Sickles, you still aren’t understanding my point. You can’t lump all “88” guns together - there were different versions in service at different times, and their performance was quite different. The only thing they had in common was their calibre.

In the photo below of German tank ammo, the 88mm L/56 fired the 88x571R cartridge, the 88mm L/71 the 88x822R - you can see the huge difference in size and therefore performance.

The version of the 88mm which did most of the tank-killing (especially early in the war) was the L/56, and that had inferior penetration to the 17 pdr even when both were firing standard AP projectiles - not APDS.

The PaK 43 L/71 was more powerful than the 17 pdr, but that didn’t come into use until later in the war, and that was never very common. The penetration of the PaK 43 with ordinary AP was roughly the same as that of the 17 pdr with APDS, although as I’ve said APDS wasn’t entirely satisfactory at that time. But you paid for the 88’s extra power with a lot more weight, which is a factor in determining a gun’s usefulness as a weapon.

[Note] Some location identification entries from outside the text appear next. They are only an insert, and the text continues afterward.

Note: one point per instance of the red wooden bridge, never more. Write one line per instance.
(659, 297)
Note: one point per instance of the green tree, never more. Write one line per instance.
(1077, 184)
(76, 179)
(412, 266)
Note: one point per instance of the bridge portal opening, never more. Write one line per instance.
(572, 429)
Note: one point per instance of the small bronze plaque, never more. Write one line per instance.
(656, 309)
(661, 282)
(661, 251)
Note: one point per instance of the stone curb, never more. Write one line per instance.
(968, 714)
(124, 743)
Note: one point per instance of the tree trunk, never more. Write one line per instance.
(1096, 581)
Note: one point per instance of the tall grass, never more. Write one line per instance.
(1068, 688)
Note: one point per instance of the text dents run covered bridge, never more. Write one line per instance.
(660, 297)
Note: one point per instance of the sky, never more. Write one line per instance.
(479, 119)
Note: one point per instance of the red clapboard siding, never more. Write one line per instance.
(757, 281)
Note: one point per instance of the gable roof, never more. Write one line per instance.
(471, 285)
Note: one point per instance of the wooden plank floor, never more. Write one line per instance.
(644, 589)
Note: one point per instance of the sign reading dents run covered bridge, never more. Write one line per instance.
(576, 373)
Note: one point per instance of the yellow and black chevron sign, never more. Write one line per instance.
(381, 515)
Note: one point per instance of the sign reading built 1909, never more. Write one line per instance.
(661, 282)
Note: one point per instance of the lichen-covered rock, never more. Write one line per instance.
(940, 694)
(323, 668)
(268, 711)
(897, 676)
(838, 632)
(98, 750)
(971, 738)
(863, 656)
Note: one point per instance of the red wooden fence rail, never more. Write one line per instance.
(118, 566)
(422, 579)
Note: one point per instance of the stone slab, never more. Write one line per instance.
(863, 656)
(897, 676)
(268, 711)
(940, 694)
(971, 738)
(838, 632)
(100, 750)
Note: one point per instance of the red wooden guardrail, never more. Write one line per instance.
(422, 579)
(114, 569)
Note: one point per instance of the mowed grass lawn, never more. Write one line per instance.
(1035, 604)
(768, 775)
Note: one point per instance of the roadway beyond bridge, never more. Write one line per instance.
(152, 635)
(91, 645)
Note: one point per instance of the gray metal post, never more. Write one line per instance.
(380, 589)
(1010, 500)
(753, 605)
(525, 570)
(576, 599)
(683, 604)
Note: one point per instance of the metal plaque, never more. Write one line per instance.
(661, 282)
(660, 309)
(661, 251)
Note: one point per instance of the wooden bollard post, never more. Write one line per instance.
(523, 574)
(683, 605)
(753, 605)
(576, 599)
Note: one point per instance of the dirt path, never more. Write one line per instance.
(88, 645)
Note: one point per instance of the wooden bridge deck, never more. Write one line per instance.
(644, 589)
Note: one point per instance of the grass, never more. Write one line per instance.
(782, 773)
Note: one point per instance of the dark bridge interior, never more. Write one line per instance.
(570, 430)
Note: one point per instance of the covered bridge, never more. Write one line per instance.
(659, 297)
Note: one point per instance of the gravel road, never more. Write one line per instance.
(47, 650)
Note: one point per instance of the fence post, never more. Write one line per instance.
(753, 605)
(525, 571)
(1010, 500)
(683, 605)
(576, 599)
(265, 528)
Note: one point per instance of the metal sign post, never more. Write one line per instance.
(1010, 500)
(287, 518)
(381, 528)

TONY!!!My Friend, thank you for the lovely pic!
Please re-read my post #18 !!! I just compared both 88s, yes both!!!
Please don’t ignore the accuracy factor which I make mention of.
Both guns (The 17 pounder and the 88L/56)were powerful enough to kill ANY enemy tank (The 88L/56 would destroy it, the 17 pounder would pierce it), but only one was most accurate, yes the 88 L/56. The fact that accuracy doesn’t seem to be as much a factor as weight to you is mind boggling to me! Does it make a difference that the 17 pounder can penetrate 10 to 20 mm more armour than the L/56 when both were powerful enough to penetrate any tank encountered?

It seems you are responding to a mysery thread asking which gun had a higher penetration potential, yes that would be the 17 pounder (drumroll). Which gun killed more enemy tanks?. That would be the 88mm L/56. Period.
Best AT Gun? The flat shooting, accurate, versatile, German 88mm L/56 ! wink!